WASHINGTON — Russia is openly distancing itself from language included in a joint statement released by the G8 Foreign Ministers Meeting Chairman on Thursday that supported the rights and freedoms of LGBT individuals.
“These individuals often face death, violence, harassment and discrimination because of their sexual orientation in many countries around the world.”
A footnote indicated that the Russian Federation “disassociates itself from this language,” with Russia’s deputy foreign minister Sergei Ryabkov saying Friday that “under the pretext of protecting the so-called sexual minorities, in effect there’s aggressive propaganda and the imposition of certain behavior and values that may insult the majority of the society.”
Ryabkov added that the international law has no separate norms for the protection of people according to their sexual orientation or gender identity.

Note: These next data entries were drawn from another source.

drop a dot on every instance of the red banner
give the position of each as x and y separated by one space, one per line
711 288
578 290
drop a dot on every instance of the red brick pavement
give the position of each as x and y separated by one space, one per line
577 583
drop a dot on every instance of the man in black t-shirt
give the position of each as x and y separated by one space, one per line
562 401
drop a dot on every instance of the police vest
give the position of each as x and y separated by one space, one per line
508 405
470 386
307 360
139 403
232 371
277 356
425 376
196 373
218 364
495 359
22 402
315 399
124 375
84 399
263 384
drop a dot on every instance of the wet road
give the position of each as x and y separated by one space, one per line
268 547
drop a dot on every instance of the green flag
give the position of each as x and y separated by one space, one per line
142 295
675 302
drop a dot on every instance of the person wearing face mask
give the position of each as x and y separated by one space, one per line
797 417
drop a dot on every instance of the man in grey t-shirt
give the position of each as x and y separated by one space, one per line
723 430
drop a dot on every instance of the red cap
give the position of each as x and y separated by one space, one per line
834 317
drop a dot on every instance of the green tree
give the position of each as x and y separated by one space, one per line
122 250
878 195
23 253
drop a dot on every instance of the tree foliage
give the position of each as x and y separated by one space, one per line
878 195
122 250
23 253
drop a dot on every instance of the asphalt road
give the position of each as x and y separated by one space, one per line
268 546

Russian lawmakers in the National Duma (Parliament) are considering a bill that would impose fines for spreading gay “propaganda” among minors, a measure that is similar to legislation adopted in February in St. Petersburg, Russia’s second largest city.
That law bans “homosexual propaganda” directed at minors, with fines of up to $17,000 for offenders.
Two people have already been prosecuted for displaying a sign reading “being gay is normal” near a youth club. The city’s lawmakers are pushing to have the law enacted in the whole country. Three other Russian regions have also enacted similar laws.
The Duma has four times rejected drafts banning “homosexual propaganda,” saying that homosexuality is not a criminal offense, unlike in the former Soviet Union, and therefore promoting it isn’t illegal.
However, according to a recent poll by the Levada Center, 74-percent of Russians consider homosexuality an amoral mental deviation, and less than half of those polled think that LGBTQ people should have equal rights.
The G8 (or, Group of Eight) is a forum for the governments of eight of the world’s largest economies, and includes the United States, Canada, France, Germany, Italy, Japan, the United Kingdom, and Russia.